‘In times of great adversity’: 7 Thanksgiving proclamations issued during national crises
1863
In October 1863, President Abraham Lincoln issued the first official federal Thanksgiving holiday proclamation, taking place as the American Civil War was still being fought.
The proclamation came a few months after the Battle of Gettysburg, where approximately 53,000 Americans were killed, wounded, captured, or missing.
Lincoln noted that even as the internal conflict raged, “peace has been preserved with all nations, order has been maintained, the laws have been respected and obeyed, and harmony has prevailed everywhere except in the theatre of military conflict.”
“No human counsel hath devised nor hath any mortal hand worked out these great things. They are the gracious gifts of the Most High God, who, while dealing with us in anger for our sins, hath nevertheless remembered mercy,” read the proclamation.

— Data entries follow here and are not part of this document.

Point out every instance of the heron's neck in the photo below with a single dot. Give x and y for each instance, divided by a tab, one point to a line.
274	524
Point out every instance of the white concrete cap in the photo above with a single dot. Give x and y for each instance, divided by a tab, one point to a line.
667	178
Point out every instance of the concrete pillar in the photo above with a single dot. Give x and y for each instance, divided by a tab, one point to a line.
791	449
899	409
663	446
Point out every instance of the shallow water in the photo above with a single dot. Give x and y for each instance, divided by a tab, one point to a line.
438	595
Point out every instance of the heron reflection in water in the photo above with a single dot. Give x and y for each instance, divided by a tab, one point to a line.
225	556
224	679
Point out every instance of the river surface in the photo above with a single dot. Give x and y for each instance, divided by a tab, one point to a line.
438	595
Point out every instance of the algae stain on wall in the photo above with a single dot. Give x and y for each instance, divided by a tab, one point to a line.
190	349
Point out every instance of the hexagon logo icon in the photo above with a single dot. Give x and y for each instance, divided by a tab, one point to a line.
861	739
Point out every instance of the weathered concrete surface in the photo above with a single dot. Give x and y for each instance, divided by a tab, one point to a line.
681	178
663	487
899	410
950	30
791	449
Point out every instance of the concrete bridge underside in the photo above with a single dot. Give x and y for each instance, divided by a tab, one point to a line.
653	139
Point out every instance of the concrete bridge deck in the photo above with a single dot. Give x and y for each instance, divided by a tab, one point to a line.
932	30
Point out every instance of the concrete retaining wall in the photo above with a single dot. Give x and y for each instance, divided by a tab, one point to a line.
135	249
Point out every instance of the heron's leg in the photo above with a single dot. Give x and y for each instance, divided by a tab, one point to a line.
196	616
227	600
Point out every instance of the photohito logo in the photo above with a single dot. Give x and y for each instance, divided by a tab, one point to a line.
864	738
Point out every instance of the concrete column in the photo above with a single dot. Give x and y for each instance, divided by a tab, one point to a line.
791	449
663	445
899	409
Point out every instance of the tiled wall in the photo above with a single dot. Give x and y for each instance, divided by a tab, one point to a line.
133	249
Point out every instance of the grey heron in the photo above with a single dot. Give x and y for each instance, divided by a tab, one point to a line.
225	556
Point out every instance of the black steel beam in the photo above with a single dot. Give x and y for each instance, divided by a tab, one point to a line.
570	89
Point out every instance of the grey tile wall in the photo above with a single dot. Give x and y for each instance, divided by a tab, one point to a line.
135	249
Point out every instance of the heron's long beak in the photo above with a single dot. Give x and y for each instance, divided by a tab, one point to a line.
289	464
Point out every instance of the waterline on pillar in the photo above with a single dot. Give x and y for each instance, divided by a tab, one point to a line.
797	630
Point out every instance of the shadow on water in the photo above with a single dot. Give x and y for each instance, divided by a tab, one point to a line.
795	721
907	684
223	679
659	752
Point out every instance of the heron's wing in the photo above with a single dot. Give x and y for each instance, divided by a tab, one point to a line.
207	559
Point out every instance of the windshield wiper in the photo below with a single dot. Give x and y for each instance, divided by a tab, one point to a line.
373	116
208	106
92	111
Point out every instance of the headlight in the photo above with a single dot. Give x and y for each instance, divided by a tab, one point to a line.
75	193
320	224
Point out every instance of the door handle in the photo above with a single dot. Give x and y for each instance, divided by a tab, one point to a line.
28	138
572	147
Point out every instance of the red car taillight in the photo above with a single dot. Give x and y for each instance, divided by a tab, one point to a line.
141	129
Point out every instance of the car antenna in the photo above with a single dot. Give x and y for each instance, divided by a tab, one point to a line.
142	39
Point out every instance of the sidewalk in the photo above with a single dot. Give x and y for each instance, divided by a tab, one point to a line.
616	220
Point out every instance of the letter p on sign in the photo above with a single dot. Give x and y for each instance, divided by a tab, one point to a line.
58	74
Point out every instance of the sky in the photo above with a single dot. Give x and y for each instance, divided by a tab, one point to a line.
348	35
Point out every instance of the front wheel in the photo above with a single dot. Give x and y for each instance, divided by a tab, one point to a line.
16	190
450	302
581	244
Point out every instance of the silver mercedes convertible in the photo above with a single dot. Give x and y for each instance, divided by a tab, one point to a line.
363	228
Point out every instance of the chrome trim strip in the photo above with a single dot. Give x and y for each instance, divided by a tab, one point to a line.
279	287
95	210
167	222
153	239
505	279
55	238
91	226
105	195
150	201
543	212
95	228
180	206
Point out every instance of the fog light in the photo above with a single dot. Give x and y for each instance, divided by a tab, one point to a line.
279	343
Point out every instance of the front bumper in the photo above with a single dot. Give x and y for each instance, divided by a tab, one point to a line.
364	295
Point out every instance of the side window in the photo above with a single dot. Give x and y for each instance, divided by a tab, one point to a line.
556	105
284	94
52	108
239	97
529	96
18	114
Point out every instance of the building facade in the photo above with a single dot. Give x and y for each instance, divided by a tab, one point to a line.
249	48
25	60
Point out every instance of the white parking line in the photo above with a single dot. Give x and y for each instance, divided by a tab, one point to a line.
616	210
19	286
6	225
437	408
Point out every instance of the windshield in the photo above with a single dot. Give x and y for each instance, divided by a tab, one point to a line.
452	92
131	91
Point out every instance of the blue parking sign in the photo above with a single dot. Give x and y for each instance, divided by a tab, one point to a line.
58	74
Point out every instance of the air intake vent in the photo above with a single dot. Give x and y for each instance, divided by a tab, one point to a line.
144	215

“I recommend to them that while offering up the ascriptions justly due to Him for such singular deliverances and blessings, they do also, with humble penitence for our national perverseness and disobedience, commend to His tender care all those who have become widows, orphans, mourners or sufferers in the lamentable civil strife in which we are unavoidably engaged, and fervently implore the interposition of the Almighty Hand to heal the wounds of the nation and to restore it as soon as may be consistent with the Divine purposes to the full enjoyment of peace, harmony, tranquillity and Union.”